Throughout his career, he flew various aircraft including the F-111C, Canberra bomber, CA-27 Sabre, Dh-115 Vampire and the Winjeel.

His operational service included deployments to Singapore and Malaysia during the Indonesia-Malaysia confrontation while posted at RAAF Base Butterworth.

Following his tenure at Butterworth, Air Marshal (retd) McCormack deployed to support efforts in Vietnam and returned to Butterworth just eight months after leaving.

“Errol’s tour of Vietnam was actually for seven months and saw him fly 119 combat missions,” Air Marshal (retd) Brown said.

“What Errol refers to as his toughest but most productive years of his career occurred from 1989 to 1992.”

Following promotion to Air Commodore in 1989, Air Marshal (retd) McCormack filled the role of Director General Force Development (Air) and was responsible for projects including the Airborne Early Warning and Control, P-3 upgrade, the lead-in fighter and the C130-E replacement.

He was awarded the Member of the Order of Australia for his service in the role of Director General Force Development (Air).

In 1995, Air Marshal McCormack was posted to RAAF Base Butterworth as Commander Integrated Air Systems and returned to Australia to be Deputy Chief of Air Force in 1997.

“He was prepared to do what was required to achieve the best outcomes for the Air Force and the ADF,” Air Marshal (retd) Brown said.

“As Commander Integrated Air Systems, Errol was able to develop close and effective relationship with the Malaysian and Singaporean Defence Forces.

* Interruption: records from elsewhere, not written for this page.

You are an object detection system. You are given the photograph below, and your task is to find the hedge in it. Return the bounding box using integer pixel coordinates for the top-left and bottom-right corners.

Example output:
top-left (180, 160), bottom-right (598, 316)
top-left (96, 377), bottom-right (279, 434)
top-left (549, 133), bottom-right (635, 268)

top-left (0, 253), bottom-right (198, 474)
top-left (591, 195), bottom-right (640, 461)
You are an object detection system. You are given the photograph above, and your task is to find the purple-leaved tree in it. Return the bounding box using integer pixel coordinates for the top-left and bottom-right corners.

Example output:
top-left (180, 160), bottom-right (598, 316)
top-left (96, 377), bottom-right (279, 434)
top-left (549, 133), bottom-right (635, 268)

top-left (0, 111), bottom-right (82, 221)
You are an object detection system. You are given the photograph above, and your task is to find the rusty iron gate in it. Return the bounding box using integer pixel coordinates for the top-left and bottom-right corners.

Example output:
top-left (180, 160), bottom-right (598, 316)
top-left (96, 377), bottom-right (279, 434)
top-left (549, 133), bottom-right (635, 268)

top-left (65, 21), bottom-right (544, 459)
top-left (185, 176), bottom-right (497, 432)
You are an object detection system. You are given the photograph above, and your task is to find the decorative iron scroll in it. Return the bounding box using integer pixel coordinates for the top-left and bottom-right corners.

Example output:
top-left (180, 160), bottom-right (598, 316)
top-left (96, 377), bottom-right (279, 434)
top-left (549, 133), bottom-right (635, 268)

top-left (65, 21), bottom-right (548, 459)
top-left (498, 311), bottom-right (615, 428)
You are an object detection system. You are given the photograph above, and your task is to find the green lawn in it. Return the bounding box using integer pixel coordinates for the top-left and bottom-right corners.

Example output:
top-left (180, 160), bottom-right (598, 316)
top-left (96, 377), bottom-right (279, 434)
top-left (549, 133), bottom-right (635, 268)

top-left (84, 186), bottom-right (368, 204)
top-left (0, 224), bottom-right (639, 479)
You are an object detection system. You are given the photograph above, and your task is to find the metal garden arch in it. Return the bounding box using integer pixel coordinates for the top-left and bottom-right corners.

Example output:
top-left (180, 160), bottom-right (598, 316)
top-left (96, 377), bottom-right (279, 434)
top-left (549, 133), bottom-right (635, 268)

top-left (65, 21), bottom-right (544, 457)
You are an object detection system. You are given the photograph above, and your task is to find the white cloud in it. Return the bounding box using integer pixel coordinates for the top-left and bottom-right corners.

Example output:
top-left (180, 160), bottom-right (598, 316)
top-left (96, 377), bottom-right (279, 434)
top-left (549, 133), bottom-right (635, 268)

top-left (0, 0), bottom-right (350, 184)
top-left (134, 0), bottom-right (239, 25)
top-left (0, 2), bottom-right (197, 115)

For his commitment and service as Commander Integrated Air Systems and as Deputy Chief of Air Force, Air Marshal (retd) McCormack was awarded an Officer of the Order of Australia in 1998.

Air Marshal (retd) McCormack served as Chief of Air Force from May 1998 to June 2001.

During his time as Chief he initiated many significant changes, determined to change Air Force culture to be collegiate.

“The mechanism for Errol’s culture change was the Senior Leadership Team, which I see as visionary,” Air Marshal Brown said.

“The Senior Leadership Team has and still does play a significant role in the success of Air Force.”

Air Marshal (retd) McCormack additionally had remarkable success in his subsequent career endeavours after the Air Force.

This included the creation of the Sir Richard Williams Foundation. He served as the founding Chair in October 2008, which was when the foundation developed the scope and range of its activities to become what it is today.

“I have been so fortunate to have had Errol as a mentor and to call him a friend,” Air Marshal (retd) Brown said.

“His passing is a great loss to the RAAF, the ADF and the Australian nation, but his legacy will endure for generations to come.

“I feel privileged to have known him.”

CAPTIONAir Marshal Errol McCormack, Chief of Air Force May 1998 – June 2001.